- Google claims that its Ironwood TPU is 24x faster than the El Capitan SuperCalculator
- An analyst indicates that the comparison of Google’s performance is “perfectly silly”
- The comparison of AI systems and HPC machines is good, but they serve different objectives
During the recent Google Cloud 2025 event, the technology giant said that its new Ironwood TPU V7P Pod was 24 times faster than El Capitan, the Exascale class supercomputer at Lawrence Livermore National Laboratory.
But Timothy Prickett Morgan de Thenextplatform rejected the complaint.
“Google compares the sustained performance of El Capitan with 44,544 Antares-A ‘Instinct MI300A CPU-GPU Hybrid Calines performing the Benchmark Floating Point High Performance with the theoretical peak performance of an iron wood pod with 9.216 of TPU V7P TPU V7P,” He wrote. “This is a perfectly stupid comparison, and Google’s best brass should not only know better, but the fact.”
24x The performance of El Capitan?
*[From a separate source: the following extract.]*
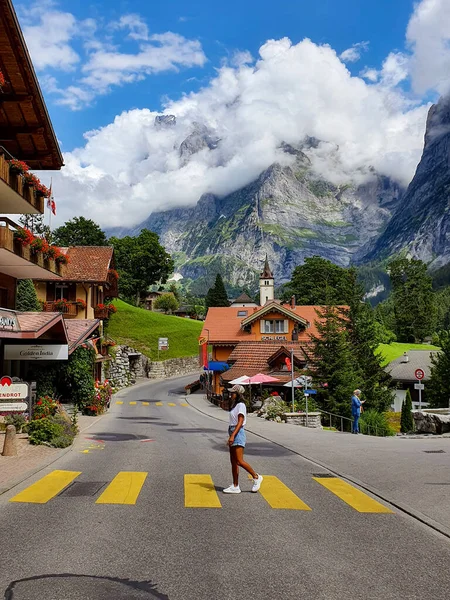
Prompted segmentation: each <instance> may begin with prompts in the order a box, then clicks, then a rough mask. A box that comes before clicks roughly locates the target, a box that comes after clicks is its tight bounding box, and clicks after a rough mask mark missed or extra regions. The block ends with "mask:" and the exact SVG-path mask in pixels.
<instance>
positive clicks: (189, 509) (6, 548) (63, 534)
mask: <svg viewBox="0 0 450 600" xmlns="http://www.w3.org/2000/svg"><path fill="white" fill-rule="evenodd" d="M188 380H189V379H188V378H181V379H178V380H176V379H172V380H167V381H165V382H158V383H146V384H144V385H140V386H137V387H135V388H131V389H128V390H126V391H124V392H122V393H121V394H120V395H119V396H118V397H117V398H116V399H115V401H114V403H113V405H112V408H111V410H110V412H109V413H108V414H107V415H105V416H104V417H103V418H102V419H100V420H99V421H97V422H96V423H95V424H94V425H93V426H92V427H91V428H90V429H89V430H87V431H85V432H84V433H83V434H82V435H81V436H80V437H79V438H78V439H77V441H76V443H75V446H74V447H73V449H72V450H71V451H70V452H68V453H67V454H66V455H65V456H63V457H62V458H61V459H59V460H58V461H57V462H56V463H53V464H52V465H51V466H50V467H48V468H47V469H44V470H43V471H41V472H39V473H37V474H36V475H34V476H33V477H32V478H30V479H28V480H27V481H24V482H23V483H22V484H20V485H19V486H16V487H15V488H14V489H12V490H10V491H9V492H7V493H5V494H3V495H2V496H0V528H1V531H2V532H3V535H2V543H1V545H0V564H1V569H0V589H1V591H2V592H3V594H5V596H4V597H5V598H8V599H14V600H34V599H36V600H37V599H41V598H46V600H53V599H55V600H61V599H64V600H72V599H75V598H77V599H78V598H80V599H81V598H83V599H86V600H88V599H90V598H96V599H97V600H98V599H100V598H105V600H106V599H111V598H114V599H115V600H116V599H117V600H121V599H124V600H125V599H127V600H130V599H131V600H134V599H136V600H138V599H141V598H142V599H146V598H148V599H150V598H170V599H171V600H179V599H183V600H184V599H191V598H199V599H205V600H206V599H211V600H212V599H216V598H217V599H219V598H220V599H228V598H230V599H231V598H236V597H240V598H245V599H251V598H260V599H269V598H275V597H281V598H315V599H316V598H317V599H319V598H320V599H322V598H323V599H334V598H342V597H344V596H347V597H351V598H355V599H357V598H361V599H362V598H371V599H380V600H381V599H383V600H387V599H391V598H392V599H394V598H395V599H397V598H408V600H413V599H415V598H417V599H419V598H420V599H422V598H425V597H426V598H428V599H440V598H446V597H448V594H449V593H450V584H449V582H448V577H447V566H448V564H449V560H450V543H449V540H448V538H446V537H445V536H444V535H442V534H440V533H438V532H436V531H435V530H433V529H432V528H430V527H429V526H427V525H424V524H422V523H420V522H419V521H418V520H416V519H414V518H412V517H410V516H408V515H406V514H404V513H403V512H402V511H401V510H399V509H398V508H396V507H395V506H391V505H389V504H388V503H386V502H384V501H379V498H378V499H374V498H373V497H371V495H370V494H368V493H366V492H365V493H363V494H362V493H361V492H360V491H359V490H358V489H357V487H356V486H355V485H353V484H352V485H350V484H346V483H345V481H343V480H342V479H341V478H340V477H330V476H329V475H330V472H329V471H328V470H327V469H325V468H323V467H320V466H317V464H314V463H313V462H311V461H309V460H306V459H305V458H303V457H301V456H299V455H298V454H296V453H293V452H292V451H290V450H289V449H287V447H283V446H282V445H280V444H279V443H272V442H271V441H269V440H268V439H263V438H261V437H260V436H259V435H254V434H252V433H248V437H247V442H248V447H247V452H246V456H247V459H248V461H249V462H250V463H251V464H252V465H253V466H254V468H255V469H256V470H257V471H259V472H261V473H262V474H263V475H264V476H265V481H264V482H263V486H262V487H261V490H260V492H259V493H257V494H252V493H250V488H251V482H250V481H248V480H247V479H246V476H245V475H244V474H243V473H242V474H241V487H242V493H241V494H240V495H235V496H233V495H231V496H227V495H225V494H223V493H222V489H223V488H224V487H227V486H228V485H229V484H230V483H231V480H230V466H229V459H228V450H227V448H226V446H225V441H226V423H225V422H222V421H220V420H218V419H217V418H214V417H211V416H208V415H206V414H202V413H200V412H199V411H198V410H197V409H196V408H194V406H191V405H190V404H188V403H187V402H186V398H185V396H184V393H183V386H184V385H185V384H186V382H187V381H188ZM188 400H189V401H190V402H192V404H193V405H194V404H195V403H199V402H200V401H202V402H204V401H203V399H202V398H201V397H195V398H194V397H192V399H191V398H190V397H188ZM225 416H226V415H225ZM220 417H221V418H222V415H220ZM253 420H256V417H250V418H249V428H250V430H251V428H252V427H253V426H255V427H256V423H255V425H253V423H254V421H253ZM258 421H259V420H258ZM262 425H266V424H265V423H262ZM267 425H268V426H273V427H277V426H276V425H274V424H269V423H267ZM279 427H280V429H279V430H280V431H281V429H282V428H283V427H286V428H288V429H286V432H288V431H289V435H290V434H291V433H292V432H295V433H296V434H298V435H299V436H300V435H301V434H302V433H303V432H304V431H305V430H303V428H297V427H295V426H279ZM308 433H309V432H308ZM314 434H315V435H320V433H317V432H315V433H314ZM277 435H279V434H277ZM322 435H324V436H326V435H330V434H327V433H326V432H323V433H322ZM331 435H334V434H331ZM350 437H351V436H350ZM351 439H355V438H351ZM357 439H358V443H360V441H361V440H364V439H366V438H365V436H359V437H358V438H357ZM446 441H447V440H446ZM369 442H370V440H369ZM412 442H413V441H412V440H411V441H409V442H403V443H412ZM419 443H422V442H419ZM307 450H308V448H307V445H305V453H306V451H307ZM356 451H357V450H356V448H355V452H356ZM376 451H377V450H376V447H375V446H374V449H373V452H376ZM311 452H314V448H313V444H312V443H311V447H310V453H311ZM424 456H428V455H426V454H424ZM429 456H430V457H432V456H433V455H429ZM436 456H439V455H436ZM442 456H447V454H445V455H444V454H443V455H442ZM432 459H433V458H431V460H432ZM319 462H320V461H319ZM322 462H323V461H322ZM351 464H352V463H351V460H350V461H349V465H350V467H351ZM350 467H349V470H350ZM371 468H372V467H371V466H370V465H369V466H368V469H371ZM327 475H328V477H327ZM369 477H370V474H369V475H368V479H369ZM44 478H46V479H44ZM430 481H431V480H430ZM35 483H36V485H33V484H35ZM401 485H402V484H400V486H401ZM405 489H406V492H408V489H407V488H405ZM445 489H448V487H447V488H445ZM11 500H13V502H11ZM376 500H378V501H376ZM407 500H408V499H407V498H405V504H408V502H407ZM447 506H448V503H447ZM361 511H363V512H361ZM364 511H372V512H364ZM391 511H392V512H391ZM434 516H435V517H436V518H438V516H439V515H438V514H434ZM443 527H444V525H443ZM0 596H1V595H0Z"/></svg>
No!
Prickett Morgan argues that if such comparisons are valid between AI and HPC machines, the two systems serve different objectives – El Capitan is optimized for high -precision simulations; The Ironwood Pod is adapted to the inference and formation of low -precision AI.
What matters, he adds, is not only advanced performance but cost. “The high performance must have the lowest cost as possible, and no one obtains better offers on HPC equipment than the US government ministry.”
Esteem of Thenextplatform Claiming Ironwood pod issues 21.26 Exaflops of FP16 and 42.52 Exaflops of FP8 performance, costs $ 445 million to build and $ 1.1 billion for three years. This results in a cost per teraflops of $ 21 (build) or $ 52 (rental).
Meanwhile, El Capitan provides 43.68 FP16 Exaflops and 87.36 FP8 Exaflops at a construction cost of $ 600 million, or $ 14 per Teraflops.
“El Capitan has 2.05x more performance at the FP16 and FP8 resolution than an advanced theoretical wooden wooden pod,” notes Prickett Morgan. “The Ironwood Pod is not 24x the performance of El Capitan.”
He adds: “HPL-MXP uses a lot of mixed precision calculations to converge towards the same result as All-FP64 mathematics on the HPL test, and these days deliver an effective increase in effective performance of the order of magnitude.”
The item also includes a full table (below) comparing high-end AI and HPC systems on performance, memory, storage and profitability. While Google’s TPU pods remain competitive, Prickett Morgan argues that, from a cost / performance point of view, El Capitan always has a clear advantage.
“This comparison is not perfect, we realize,” he admits. “All estimates are indicated in daring red italics, and we have question points where we are unable to make an estimate at the moment.”